Sam resisted the urge to touch his arm, to comfort him. He was clearly upset, his chest rising and falling quickly as he struggled to maintain control. Maybe she’d misjudged him. Maybe he was a good man, a solid, trustworthy man. Maybe her own issues were clouding her judgment. He hadn’t done anything wrong. He’d only been delaying them, pushing them off the trail, reluctantly allowing them to be a part of the investigation. A small-town cop not wanting to be manhandled by the system, or a methodical one who didn’t jump to conclusions?

Or was this about her? Had she been so twisted by the events of the past few years in Nashville that she saw the bad in people immediately, instead of the good? Her inherent distrust of mankind, driven by years opposite the working end of a scalpel, trying to figure out why people did such horrible things to one another?

“I don’t know. We need to be cautious, and you need to find out who tried to kill Ellie Scarron. The attacker had to know we were headed here, and scrambled to murder her before we arrived. My God, another minute or two of us standing around dithering about whether she was home or not and he would have succeeded. Who did you tell? Who knew we were coming here?”

He held himself so still she wondered if he’d heard her. He finally dragged in a breath and sighed. “I made three calls on the way up here. One to Ellie herself, to tell her we were fifteen minutes out, one to a friend in the service to check out your boyfriend there and one to Mac Picker, to check what time his partners were coming back tonight.”

“Picker. All roads seem to lead to Benedict’s law offices, don’t they?”

His voice was cold and hard. “They certainly do.”

The ambulance lumbered over the crest of the hill and pulled to a stop in front of the house. Two EMTs spilled out, began gathering their gear. Sam shouted to them, “I had to do an emergency trache on Mrs. Scarron. You’ll need to stabilize the surgical field, too. It’s a little messy.”

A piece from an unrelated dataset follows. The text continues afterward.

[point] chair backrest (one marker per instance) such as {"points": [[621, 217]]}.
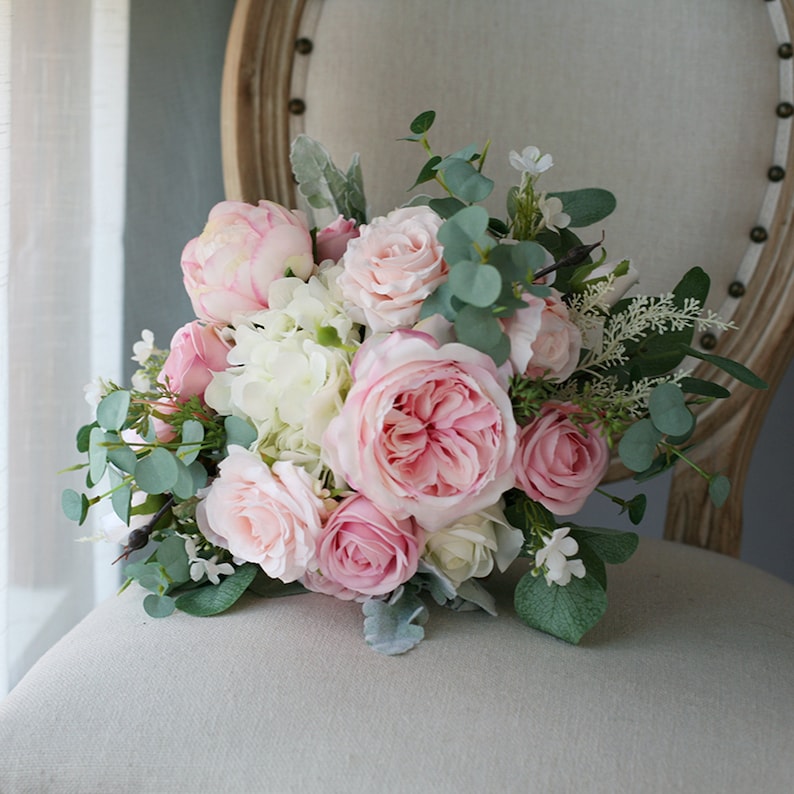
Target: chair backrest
{"points": [[683, 109]]}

One of the EMTs raised a hand in acknowledgment. Sam went inside, got a thumbs-up from Xander, who was helping the EMTs, had a glance at her patient, who continued to cling to life, if barely, then went into the kitchen to wash the blood from her hands.





Chapter

24

Metropolitan Police

Criminal Investigative Division–Homicide Section

Washington, D.C.

CAPTAIN ARMSTRONG STOOD at the front of the room with two FBI agents—a man and a woman. They both were fit but looked drawn and gray, which told Fletcher more than he wanted. The woman was young, pretty, athletic, her dark hair drawn back in a ponytail, and she was frowning at a BlackBerry. The man, forties, blond hair high and tight and horn-rimmed glasses that made him look like a teacher instead of an agent, conversed quietly with Armstrong.

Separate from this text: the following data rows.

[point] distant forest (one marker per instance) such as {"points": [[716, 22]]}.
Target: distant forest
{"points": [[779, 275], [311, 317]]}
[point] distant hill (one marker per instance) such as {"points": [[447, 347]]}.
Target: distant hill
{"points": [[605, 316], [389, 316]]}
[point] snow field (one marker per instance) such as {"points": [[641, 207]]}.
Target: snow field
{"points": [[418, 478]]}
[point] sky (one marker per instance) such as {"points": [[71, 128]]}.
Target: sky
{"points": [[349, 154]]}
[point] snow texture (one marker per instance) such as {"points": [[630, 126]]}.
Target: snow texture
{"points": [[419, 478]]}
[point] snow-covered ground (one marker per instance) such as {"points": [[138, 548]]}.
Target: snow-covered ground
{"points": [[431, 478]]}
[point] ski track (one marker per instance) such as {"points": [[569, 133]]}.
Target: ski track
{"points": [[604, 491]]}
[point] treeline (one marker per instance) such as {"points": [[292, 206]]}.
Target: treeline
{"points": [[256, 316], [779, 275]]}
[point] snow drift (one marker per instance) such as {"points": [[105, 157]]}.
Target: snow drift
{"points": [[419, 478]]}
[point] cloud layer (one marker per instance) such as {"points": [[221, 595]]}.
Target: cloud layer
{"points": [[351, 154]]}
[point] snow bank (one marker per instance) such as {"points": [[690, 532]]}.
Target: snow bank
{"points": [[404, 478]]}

Fletcher slipped into his chair at 6:15 p.m., out of breath from his two-and-a-half-hour tear through the Virginia countryside and the mad dash across town to the run-down morgue that housed the OCME. He’d found Nocek and dropped off the cooler with the samples from Savage’s autopsy, then rushed downtown to Metro headquarters.

He ignored the looks from the rest of the team. They’d been a little cold to him since he returned a few weeks ago, not understanding why he’d thrown away a chance to work full-time on the JTTF—the Joint Terrorism Task Force. They’d kill for it.

Let them have it. He was better suited to this. Death and mayhem one-on-one, not for a higher cause, but for personal gain. He understood it. He’d lived it for so long, he flat-out got it.

Armstrong shot him a look. “Glad you could join us, Detective Fletcher. Are you up to speed?”

Fletch nodded. He wasn’t, all he knew was what he’d learned from the news in his car and Hart’s texts, but he wasn’t about to admit that. “Let’s begin our evening update. The child has been missing for seven hours now. There have been no sightings, and damn few calls about this little girl. We’re working the media angle hard. The tip line is going out on the local news right now, so expect this all to change. The FBI’s child endangerment team is lead on the case—this is Special Agent Rob Thurber and Special Agent Jordan Blake. They’ll take it from here.”

The lights dimmed, and a picture flashed up on the screen, a three-foot-high shot of a beautiful little girl, hair a pale red, eyes blue as the sky. She was smiling, missing her two front teeth, and seemed so damn happy, and so alive, Fletcher could barely stand to look at her. The thought of those eyes staring unseeing toward the heavens made him swallow, hard. She looked vaguely familiar, but she was a kid—they all looked alike at that age, still pudding-faced and round, before their bones started pushing out of the skin to form their permanent features and identities.